Antoine Poteau, Sorbonne Universités, UPMC Univ Paris 06, INSU-CNRS, Laboratoire d'Océanographie de Villefranche, Villefranche-sur-mer, France, Herve Claustre, Laboratoire d'Océanographie de Villefranche CNRS/UPMC, Villefranche sur Mer, France, Nathan Briggs, Sorbonne Universités, UPMC Univ Paris 06, INSU-CNRS, Laboratoire d'Océanographie de Villefranche, Villefranche sur mer, France, Fabrizio D'Ortenzio, Observatoire Océanologique de Villefranche, Villefranche Sur Mer, France, Catherine Schmechtig, OSU Ecce Terra, UMS 3455, CNRS and Université Pierre et Marie Curie, Paris 6, 4 place Jussieu 75252, Paris, France, Louis M Prieur, Sorbonne Universités, UPMC Univ Paris 06, INSU-CNRS, Laboratoire d'Océanographie de Villefranche, 181 Chemin du Lazaret, 06230, Villefranche-sur-mer, France and Emmanuel Boss, University of Maine, Orono, ME, United States
Abstract:
Together with temperature and salinity measurements, Bio-Argo profiling floats now measure a significant range of biogeochemical (e.g. O2, NO3) and bio-optical variables (Chla, backscattering coefficient and radiometry). To transmit the very large amount of data acquired by this new generation of floats, it was required to substitute the Argos telemetry (Argo program) with iridium telemetry. The obvious consequence is not only a much greater flexibly on data transmission but also on data acquisition thanks to the two-way communication allowed by iridium. Our group has now deployed and managed over 100 Bio-Argo floats of this type. In particular we have set up high-resolution mode of acquisition for certain periods of time or for dedicated portions of the water column. Here we illustrate with three examples the potential of conducting high-resolution measurement to identify and explore certain oceanic processes.

(1) High resolution measurements of pressure, temperature and salinity (every 2 s) when the float is finishing its ascent (without any pump action) in the upper 10 m layer are analyzed with respect to sea state.
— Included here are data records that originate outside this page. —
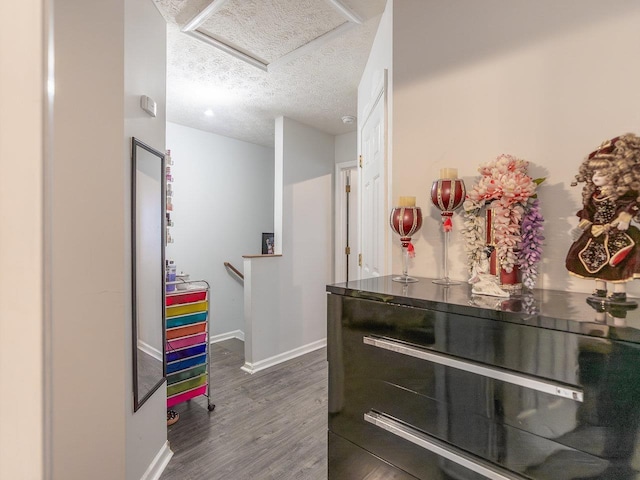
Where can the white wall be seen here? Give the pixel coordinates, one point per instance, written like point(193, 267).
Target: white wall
point(546, 81)
point(223, 201)
point(145, 74)
point(285, 299)
point(22, 428)
point(346, 147)
point(86, 205)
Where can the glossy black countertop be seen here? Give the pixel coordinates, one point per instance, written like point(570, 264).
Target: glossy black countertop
point(551, 309)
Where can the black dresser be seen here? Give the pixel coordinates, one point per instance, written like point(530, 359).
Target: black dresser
point(432, 382)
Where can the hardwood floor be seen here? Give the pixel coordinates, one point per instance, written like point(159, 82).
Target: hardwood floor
point(269, 425)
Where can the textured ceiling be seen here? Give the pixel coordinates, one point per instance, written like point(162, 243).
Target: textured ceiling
point(315, 84)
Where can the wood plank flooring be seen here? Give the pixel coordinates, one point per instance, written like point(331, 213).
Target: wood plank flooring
point(269, 425)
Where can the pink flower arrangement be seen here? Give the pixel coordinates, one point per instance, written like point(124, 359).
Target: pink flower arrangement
point(510, 192)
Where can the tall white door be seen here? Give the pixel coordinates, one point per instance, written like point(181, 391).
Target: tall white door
point(373, 213)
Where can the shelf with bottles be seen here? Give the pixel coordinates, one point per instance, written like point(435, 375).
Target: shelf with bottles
point(169, 196)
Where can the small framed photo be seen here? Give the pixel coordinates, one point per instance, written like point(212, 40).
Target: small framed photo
point(267, 243)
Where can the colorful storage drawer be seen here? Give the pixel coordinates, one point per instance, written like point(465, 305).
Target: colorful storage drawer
point(186, 297)
point(186, 385)
point(186, 353)
point(186, 363)
point(186, 319)
point(183, 397)
point(186, 330)
point(187, 308)
point(185, 374)
point(186, 341)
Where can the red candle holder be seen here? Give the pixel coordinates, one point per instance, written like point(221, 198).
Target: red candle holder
point(405, 221)
point(447, 194)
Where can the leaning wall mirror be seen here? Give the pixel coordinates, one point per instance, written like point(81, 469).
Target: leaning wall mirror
point(147, 260)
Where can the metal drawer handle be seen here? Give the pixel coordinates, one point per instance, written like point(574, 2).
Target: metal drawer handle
point(440, 448)
point(522, 380)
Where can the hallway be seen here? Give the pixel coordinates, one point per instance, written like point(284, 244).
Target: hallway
point(269, 425)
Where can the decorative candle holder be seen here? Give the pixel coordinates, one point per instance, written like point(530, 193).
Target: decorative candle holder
point(405, 221)
point(447, 194)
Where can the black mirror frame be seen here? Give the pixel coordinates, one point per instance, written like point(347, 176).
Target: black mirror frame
point(137, 400)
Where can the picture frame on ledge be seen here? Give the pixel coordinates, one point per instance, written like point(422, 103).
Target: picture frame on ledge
point(267, 244)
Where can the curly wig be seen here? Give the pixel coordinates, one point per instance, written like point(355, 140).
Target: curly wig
point(619, 159)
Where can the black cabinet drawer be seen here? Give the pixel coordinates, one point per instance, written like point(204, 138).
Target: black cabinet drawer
point(348, 461)
point(515, 426)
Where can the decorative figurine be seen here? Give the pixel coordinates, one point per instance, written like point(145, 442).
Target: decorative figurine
point(605, 243)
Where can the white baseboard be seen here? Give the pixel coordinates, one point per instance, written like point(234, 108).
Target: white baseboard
point(149, 350)
point(159, 463)
point(283, 357)
point(239, 334)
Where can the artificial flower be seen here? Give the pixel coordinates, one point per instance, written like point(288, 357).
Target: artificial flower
point(505, 187)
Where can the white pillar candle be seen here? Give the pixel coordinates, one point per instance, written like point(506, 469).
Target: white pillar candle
point(407, 202)
point(448, 173)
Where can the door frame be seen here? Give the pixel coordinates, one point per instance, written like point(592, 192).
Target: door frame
point(340, 262)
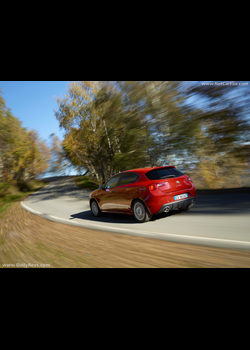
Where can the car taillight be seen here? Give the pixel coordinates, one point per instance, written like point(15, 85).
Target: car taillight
point(152, 187)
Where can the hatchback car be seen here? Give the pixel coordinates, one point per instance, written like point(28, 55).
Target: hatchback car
point(144, 192)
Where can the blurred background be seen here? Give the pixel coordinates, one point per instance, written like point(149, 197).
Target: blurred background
point(201, 127)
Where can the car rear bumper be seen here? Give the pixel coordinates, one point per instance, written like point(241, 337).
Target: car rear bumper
point(180, 204)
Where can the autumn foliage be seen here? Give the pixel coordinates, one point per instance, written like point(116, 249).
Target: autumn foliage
point(23, 155)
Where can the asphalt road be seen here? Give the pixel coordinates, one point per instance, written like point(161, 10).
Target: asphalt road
point(217, 219)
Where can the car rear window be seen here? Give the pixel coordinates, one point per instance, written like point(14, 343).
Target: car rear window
point(167, 173)
point(129, 178)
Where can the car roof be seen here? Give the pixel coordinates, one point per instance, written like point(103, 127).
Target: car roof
point(145, 170)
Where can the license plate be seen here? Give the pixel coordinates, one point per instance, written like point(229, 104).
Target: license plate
point(180, 196)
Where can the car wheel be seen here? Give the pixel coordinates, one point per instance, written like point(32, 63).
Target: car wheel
point(95, 208)
point(188, 207)
point(140, 212)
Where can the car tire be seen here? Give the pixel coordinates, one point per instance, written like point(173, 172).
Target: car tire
point(140, 211)
point(95, 208)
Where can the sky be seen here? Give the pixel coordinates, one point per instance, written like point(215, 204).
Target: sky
point(33, 103)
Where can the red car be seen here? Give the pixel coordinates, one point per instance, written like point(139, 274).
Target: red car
point(144, 192)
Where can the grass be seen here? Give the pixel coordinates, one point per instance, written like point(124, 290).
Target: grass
point(86, 182)
point(29, 239)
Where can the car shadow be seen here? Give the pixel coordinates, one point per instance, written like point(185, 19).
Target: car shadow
point(116, 218)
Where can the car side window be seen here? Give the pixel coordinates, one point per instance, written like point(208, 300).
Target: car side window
point(113, 182)
point(129, 178)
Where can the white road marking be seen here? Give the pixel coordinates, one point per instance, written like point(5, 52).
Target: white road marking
point(159, 233)
point(29, 209)
point(102, 228)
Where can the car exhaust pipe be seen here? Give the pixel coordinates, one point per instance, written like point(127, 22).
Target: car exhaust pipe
point(166, 210)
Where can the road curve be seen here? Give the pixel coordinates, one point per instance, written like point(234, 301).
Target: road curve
point(216, 220)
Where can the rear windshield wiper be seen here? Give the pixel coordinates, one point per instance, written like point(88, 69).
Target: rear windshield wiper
point(164, 177)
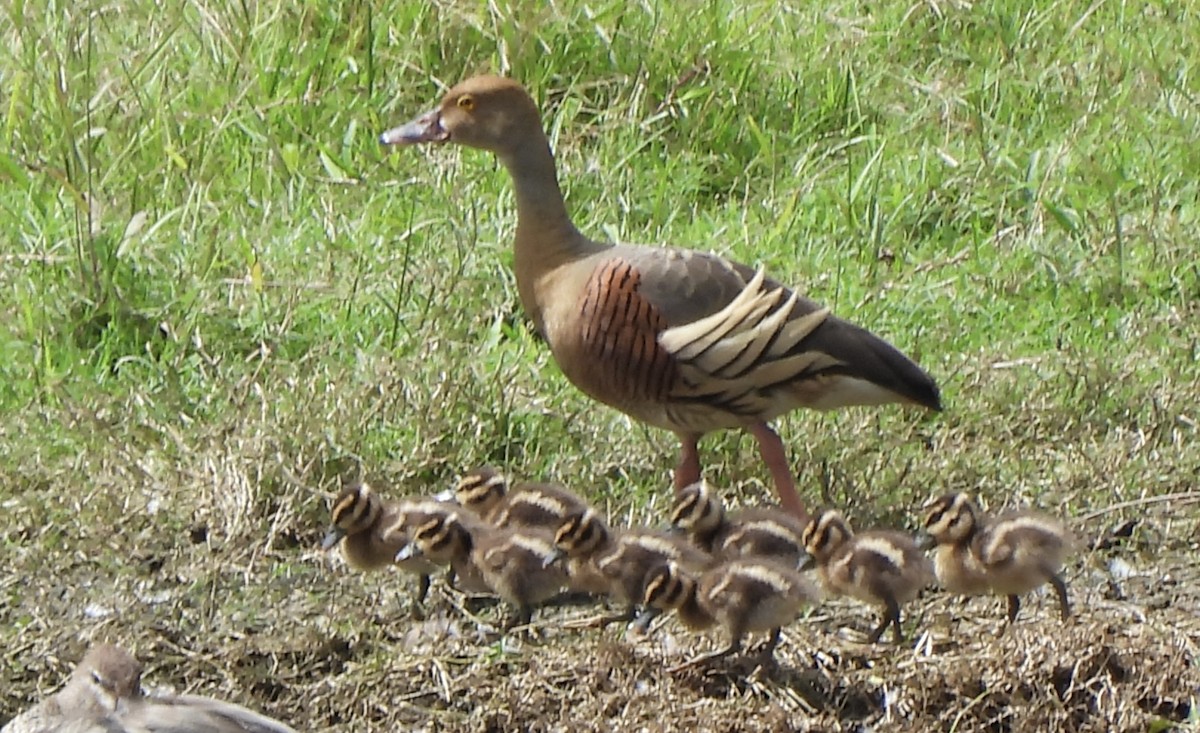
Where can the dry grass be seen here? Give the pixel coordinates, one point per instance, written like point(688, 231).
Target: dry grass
point(238, 602)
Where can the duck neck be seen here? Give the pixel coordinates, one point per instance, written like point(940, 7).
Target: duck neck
point(546, 236)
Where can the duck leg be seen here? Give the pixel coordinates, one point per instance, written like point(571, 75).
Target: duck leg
point(688, 469)
point(767, 656)
point(891, 618)
point(773, 455)
point(1014, 606)
point(1061, 589)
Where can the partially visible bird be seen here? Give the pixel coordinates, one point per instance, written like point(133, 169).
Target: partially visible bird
point(510, 562)
point(761, 532)
point(103, 695)
point(621, 559)
point(679, 340)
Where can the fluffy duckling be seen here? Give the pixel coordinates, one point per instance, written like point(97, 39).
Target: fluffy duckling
point(743, 595)
point(371, 530)
point(486, 492)
point(879, 568)
point(756, 532)
point(511, 563)
point(1008, 554)
point(105, 696)
point(622, 559)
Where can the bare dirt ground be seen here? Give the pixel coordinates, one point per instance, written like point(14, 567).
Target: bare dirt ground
point(292, 631)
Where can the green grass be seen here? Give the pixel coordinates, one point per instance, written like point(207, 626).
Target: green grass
point(220, 296)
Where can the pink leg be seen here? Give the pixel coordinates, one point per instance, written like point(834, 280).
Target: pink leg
point(772, 450)
point(688, 469)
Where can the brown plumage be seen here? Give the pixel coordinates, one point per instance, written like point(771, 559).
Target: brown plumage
point(880, 568)
point(754, 532)
point(622, 559)
point(372, 530)
point(105, 696)
point(679, 340)
point(510, 562)
point(1008, 554)
point(486, 492)
point(742, 595)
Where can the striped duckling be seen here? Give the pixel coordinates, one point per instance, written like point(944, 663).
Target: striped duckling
point(754, 532)
point(742, 595)
point(511, 563)
point(621, 559)
point(1008, 554)
point(880, 568)
point(371, 530)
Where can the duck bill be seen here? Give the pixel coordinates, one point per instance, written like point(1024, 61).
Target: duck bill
point(409, 552)
point(425, 128)
point(334, 536)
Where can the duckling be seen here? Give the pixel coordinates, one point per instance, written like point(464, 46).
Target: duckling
point(1008, 554)
point(511, 563)
point(105, 696)
point(622, 559)
point(372, 532)
point(486, 492)
point(743, 595)
point(757, 532)
point(877, 568)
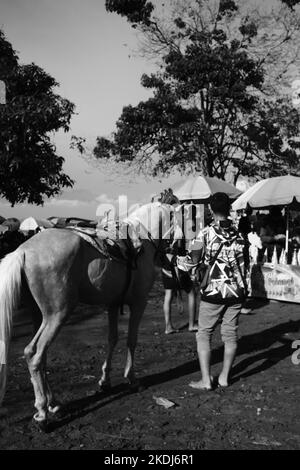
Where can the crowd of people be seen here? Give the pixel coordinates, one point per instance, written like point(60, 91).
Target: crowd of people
point(216, 267)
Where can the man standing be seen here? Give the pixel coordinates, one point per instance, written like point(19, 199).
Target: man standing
point(224, 290)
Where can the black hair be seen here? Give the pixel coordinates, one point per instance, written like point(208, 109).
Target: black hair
point(220, 204)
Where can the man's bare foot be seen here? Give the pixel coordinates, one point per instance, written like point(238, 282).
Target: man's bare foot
point(246, 311)
point(222, 381)
point(200, 385)
point(170, 330)
point(193, 328)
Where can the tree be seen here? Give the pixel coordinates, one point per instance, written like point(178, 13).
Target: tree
point(210, 96)
point(30, 168)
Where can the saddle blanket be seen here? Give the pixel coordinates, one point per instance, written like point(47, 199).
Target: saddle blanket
point(118, 241)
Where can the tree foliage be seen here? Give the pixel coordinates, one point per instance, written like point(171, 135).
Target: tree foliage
point(30, 168)
point(211, 108)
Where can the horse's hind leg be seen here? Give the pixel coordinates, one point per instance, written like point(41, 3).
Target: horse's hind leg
point(113, 311)
point(35, 354)
point(52, 403)
point(136, 313)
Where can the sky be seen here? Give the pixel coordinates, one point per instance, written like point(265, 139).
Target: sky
point(91, 54)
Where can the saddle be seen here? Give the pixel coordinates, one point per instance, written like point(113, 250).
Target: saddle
point(118, 241)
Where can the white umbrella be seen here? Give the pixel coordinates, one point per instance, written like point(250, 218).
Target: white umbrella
point(278, 191)
point(32, 224)
point(201, 188)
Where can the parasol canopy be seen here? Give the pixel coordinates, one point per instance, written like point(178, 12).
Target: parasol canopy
point(10, 225)
point(32, 224)
point(277, 191)
point(201, 188)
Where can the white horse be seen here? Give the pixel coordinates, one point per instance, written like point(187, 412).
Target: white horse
point(58, 269)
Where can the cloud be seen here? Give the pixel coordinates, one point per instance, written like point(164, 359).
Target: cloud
point(66, 202)
point(105, 199)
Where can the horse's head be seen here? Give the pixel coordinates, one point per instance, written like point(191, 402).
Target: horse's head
point(154, 222)
point(255, 240)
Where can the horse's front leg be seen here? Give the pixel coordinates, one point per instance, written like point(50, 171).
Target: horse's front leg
point(104, 381)
point(136, 312)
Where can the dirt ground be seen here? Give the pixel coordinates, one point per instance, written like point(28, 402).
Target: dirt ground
point(259, 411)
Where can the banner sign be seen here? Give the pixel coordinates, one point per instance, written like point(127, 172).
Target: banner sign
point(275, 281)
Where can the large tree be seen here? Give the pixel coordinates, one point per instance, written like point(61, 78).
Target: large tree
point(30, 168)
point(213, 93)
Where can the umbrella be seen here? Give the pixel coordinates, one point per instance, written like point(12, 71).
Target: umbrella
point(32, 224)
point(200, 189)
point(10, 225)
point(278, 191)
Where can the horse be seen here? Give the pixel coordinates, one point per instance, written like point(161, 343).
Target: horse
point(54, 271)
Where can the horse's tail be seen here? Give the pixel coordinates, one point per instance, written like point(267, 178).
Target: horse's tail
point(10, 291)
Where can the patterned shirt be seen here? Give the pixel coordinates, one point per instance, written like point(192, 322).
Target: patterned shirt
point(226, 282)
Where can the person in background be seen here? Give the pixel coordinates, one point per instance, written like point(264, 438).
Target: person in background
point(174, 279)
point(272, 233)
point(223, 293)
point(173, 284)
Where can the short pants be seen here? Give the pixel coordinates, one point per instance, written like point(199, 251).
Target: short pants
point(185, 282)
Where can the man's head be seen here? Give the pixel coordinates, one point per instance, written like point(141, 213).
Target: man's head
point(220, 205)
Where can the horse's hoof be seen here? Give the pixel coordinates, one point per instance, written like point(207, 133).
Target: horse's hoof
point(136, 387)
point(54, 409)
point(41, 425)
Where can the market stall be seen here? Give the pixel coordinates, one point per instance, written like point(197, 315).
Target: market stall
point(275, 267)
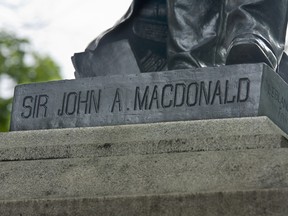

We particularly focus on the study of the speed anomaly as compared to a nominal speed expected for a calm sea state. By comparison between speed anomaly of a float in the Mediterranean Sea and concurrent sea state measurements by a weather buoy in the same area, we suggest that float behaviour can be an indicator of sea state.

(2) Each year, in response to springtime phytoplankton blooms, the resolution of bio-optical variables (backscattering and Chla) in the top 1000 m was increased to at least 1 m (every 10 s) for all floats in the North Atlantic and Southern Ocean. This resolution allowed accurate estimation of the concentration of large phytoplankton aggregates and revealed systematic differences in bulk aggregate sinking rate between ocean basins.

(3) Finally we continuously record all the variables at a 10 min resolution during the float drift at 1000m. This allows us to characterize some events at this depth that can be related to bottom currents, high mixing or massive export of aggregates.